Now I'm not one to give advice.........


----------



## Catty (Jan 4, 2010)

Try not to see college as a way to socialisie but study. 
Sorry for the poor advice.


----------



## looktothelight (Jan 16, 2010)

Same as how it is with me and school.
You are doing the right thing by at least asking and putting yourself out there. Most people can't even do that much. I know it's super depressing but you have to keep on truckin' :b


----------



## Music Man (Aug 22, 2009)

Hopefully it'll be better next year as I'll be in a different flat.

It's just annoying - the only other thing I can do is learn Italian, greek, spanish, chinese and speak to them :b


----------



## bezoomny (Feb 10, 2007)

Have you taken a secondary language?

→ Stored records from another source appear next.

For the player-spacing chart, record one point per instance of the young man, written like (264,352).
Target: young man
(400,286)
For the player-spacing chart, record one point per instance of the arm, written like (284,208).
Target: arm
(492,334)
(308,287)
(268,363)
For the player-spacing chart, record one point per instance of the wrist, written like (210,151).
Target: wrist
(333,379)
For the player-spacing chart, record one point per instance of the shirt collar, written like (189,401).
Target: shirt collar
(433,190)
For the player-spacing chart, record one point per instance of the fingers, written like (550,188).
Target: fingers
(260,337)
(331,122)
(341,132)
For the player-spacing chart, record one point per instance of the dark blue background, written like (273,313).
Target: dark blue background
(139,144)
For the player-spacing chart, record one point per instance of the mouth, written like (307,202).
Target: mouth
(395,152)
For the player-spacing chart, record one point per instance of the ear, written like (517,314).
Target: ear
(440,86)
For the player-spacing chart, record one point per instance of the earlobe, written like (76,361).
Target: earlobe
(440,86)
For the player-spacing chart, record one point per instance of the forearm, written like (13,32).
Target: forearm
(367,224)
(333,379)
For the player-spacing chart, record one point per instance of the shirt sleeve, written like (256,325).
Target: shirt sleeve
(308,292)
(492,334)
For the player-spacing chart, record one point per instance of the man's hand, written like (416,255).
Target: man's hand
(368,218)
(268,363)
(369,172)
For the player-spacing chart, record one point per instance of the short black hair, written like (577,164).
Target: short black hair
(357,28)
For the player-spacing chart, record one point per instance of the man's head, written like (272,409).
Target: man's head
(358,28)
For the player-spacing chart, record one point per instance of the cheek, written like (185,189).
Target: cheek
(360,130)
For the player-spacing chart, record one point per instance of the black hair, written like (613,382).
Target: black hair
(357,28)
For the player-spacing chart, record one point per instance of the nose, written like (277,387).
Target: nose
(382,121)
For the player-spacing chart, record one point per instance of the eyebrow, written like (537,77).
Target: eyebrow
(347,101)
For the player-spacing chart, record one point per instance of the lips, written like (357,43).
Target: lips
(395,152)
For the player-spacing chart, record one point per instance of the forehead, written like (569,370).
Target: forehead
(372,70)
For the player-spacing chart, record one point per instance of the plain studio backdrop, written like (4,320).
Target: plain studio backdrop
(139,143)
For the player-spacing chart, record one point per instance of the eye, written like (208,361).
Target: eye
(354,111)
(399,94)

A good idea would be to ask one of the international students who fluently speaks that language to help tutor you. I know here, a lot of the international students are conversational in English but not fluent in it, so you could help them as well.


----------



## LooknUpnCali (Jan 18, 2010)

*Hope it Helps*

Im new to this posting thing, but saw yours. You into music? On myspace when i look up people in international coutries, they have no idea what Im saying to them but if you mention say Rock or Metal or Hip Hop, their like oh yeah I heard of them and socializing seems to come out of their mouth so fast. Its just a great topic for socializing, cuz everyone knows their best bands whether they be indie or mainstream. And plus you always come out saying wow i love hearing this new music. Hope it helps


----------



## march_hare (Jan 18, 2006)

I had the same problem when I started uni. 
Maybe try joining some clubs or societies?


----------



## Popezilla (Jan 11, 2010)

Best thing I've been able to do is try and chat with the people sitting near before class starts. Pretty much everyone is bored for the first 10-15 minutes waiting for lecture to start and usually don't mind small talk. It gives you a boost to conversation skills and can potentially lead to a friendship. If you can already make the first step of talking to someone you should be golden. Personally it's very difficulty for me to do.


----------



## Music Man (Aug 22, 2009)

bezoomny said:


> Have you taken a secondary language? A good idea would be to ask one of the international students who fluently speaks that language to help tutor you. I know here, a lot of the international students are conversational in English but not fluent in it, so you could help them as well.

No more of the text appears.